Autores principais:Sitbon, Clara Jasmine Rachel
Assunto:Aleitamento Amamentação Oclusão Desenvolvimento oral Classe II Sucção Bottle-feeding Breastfeeding Occlusion Oral development Class II Suction
Ano:2024
País:Portugal
Tipo de documento:dissertação de mestrado
Tipo de acesso:acesso restrito
Instituição associada:Universidade Fernando Pessoa
Idioma:português
Origem:Repositório Institucional - Universidade Fernando Pessoa
Descrição
Resumo:Objetivo: Nesta revisão integrativa da literatura, pretende-se realizar uma análise abrangente sobre como os diversos tipos de sucção nutritiva, tendo em conta quer a amamentação quer o aleitamento artificial com biberão, podem impactar o desenvolvimento oclusal das crianças.

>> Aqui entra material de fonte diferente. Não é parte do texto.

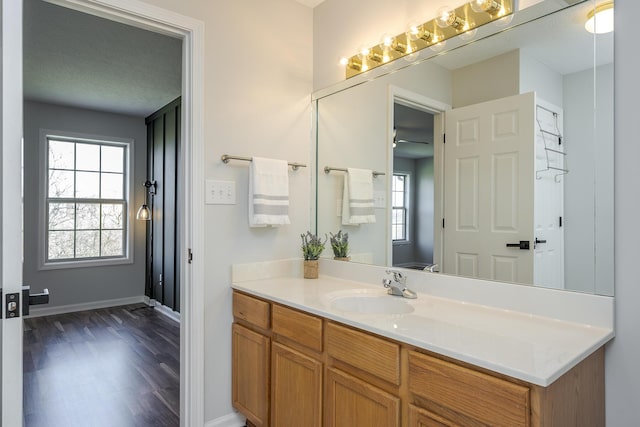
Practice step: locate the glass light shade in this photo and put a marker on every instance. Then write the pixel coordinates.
(445, 16)
(600, 20)
(144, 213)
(489, 6)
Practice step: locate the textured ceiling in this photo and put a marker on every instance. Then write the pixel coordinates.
(79, 60)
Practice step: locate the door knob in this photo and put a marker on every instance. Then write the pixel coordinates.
(524, 245)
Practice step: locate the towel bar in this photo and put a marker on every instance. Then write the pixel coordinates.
(225, 159)
(328, 169)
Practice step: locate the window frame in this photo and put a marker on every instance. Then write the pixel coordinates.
(43, 201)
(406, 207)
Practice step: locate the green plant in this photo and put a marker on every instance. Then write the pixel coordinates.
(340, 244)
(312, 246)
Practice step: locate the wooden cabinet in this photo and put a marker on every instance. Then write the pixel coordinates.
(419, 417)
(250, 374)
(351, 402)
(465, 395)
(296, 388)
(292, 368)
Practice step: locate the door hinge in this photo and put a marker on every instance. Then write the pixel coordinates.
(12, 305)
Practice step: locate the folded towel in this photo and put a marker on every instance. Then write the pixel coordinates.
(357, 198)
(268, 192)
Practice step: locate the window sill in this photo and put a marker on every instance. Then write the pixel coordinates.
(91, 263)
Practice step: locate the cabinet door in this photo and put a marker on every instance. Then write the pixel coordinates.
(250, 370)
(351, 402)
(419, 417)
(296, 388)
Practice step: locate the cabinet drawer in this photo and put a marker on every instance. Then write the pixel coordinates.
(251, 310)
(364, 351)
(472, 394)
(302, 328)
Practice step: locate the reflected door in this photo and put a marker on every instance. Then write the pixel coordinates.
(489, 190)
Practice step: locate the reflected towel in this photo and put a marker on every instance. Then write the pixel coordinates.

O objetivo é examinar e comparar os efeitos dessas práticas alimentares no desenvolvimento da oclusão dentária e as suas possíveis repercussões a longo prazo na cavidade oral. Materiais e métodos: Foi realizada uma pesquisa nas bases de dados eletrónicas, incluindo PubMed, Cochrane Library, B-On e ScienceDirect. Os critérios de inclusão adotados foram artigos publicados entre os anos 1994 e 2024 e estudos envolvendo crianças com idades entre os 0 e os 16 anos. Foram considerados artigos em português, inglês e francês. Resultados: A amamentação foi significativamente correlacionada com bruxismo e aumento do risco de má oclusão de Classe II e III em crianças com dentição permanente. Crianças amamentadas por mais de 6 meses apresentaram maior protrusão dos incisivos inferiores e inclinação dos incisivos superiores. Períodos prolongados de amamentação reduziram anomalias oclusais em dentição mista e permanente. No geral, não houve uma associação estatisticamente significativa entre amamentação e má oclusão. A ausência de amamentação ou amamentação de curta duração (≤6 meses) foi associada à mordida cruzada posterior e à ausência de espaço maxilar na dentição decídua, e nestas crianças observou-se um maior número de más oclusões de Classe II. Verificou-se uma associação significativa entre o uso de biberão e a ocorrência de mordida cruzada. Crianças amamentadas apresentaram menor incidência de cáries em comparação com as alimentadas exclusivamente com biberão. Conclusão: Os estudos analisados sugerem que uma prolongada duração da amamentação pode contribuir para a prevenção de más oclusões e promover um desenvolvimento oclusal mais favorável. A amamentação é amplamente recomendada como o método preferencial de alimentação infantil. Crianças alimentadas com biberão tendem a realizar menos movimentos de sucção e apresentam um maior risco de desenvolver más oclusões em comparação com aquelas que são amamentadas. É importante realçar que os resultados dos estudos revisados apresentam algumas divergências, indicando, por isso, a necessidade de futuros trabalhos para colmatar as dúvidas e questões ainda existentes.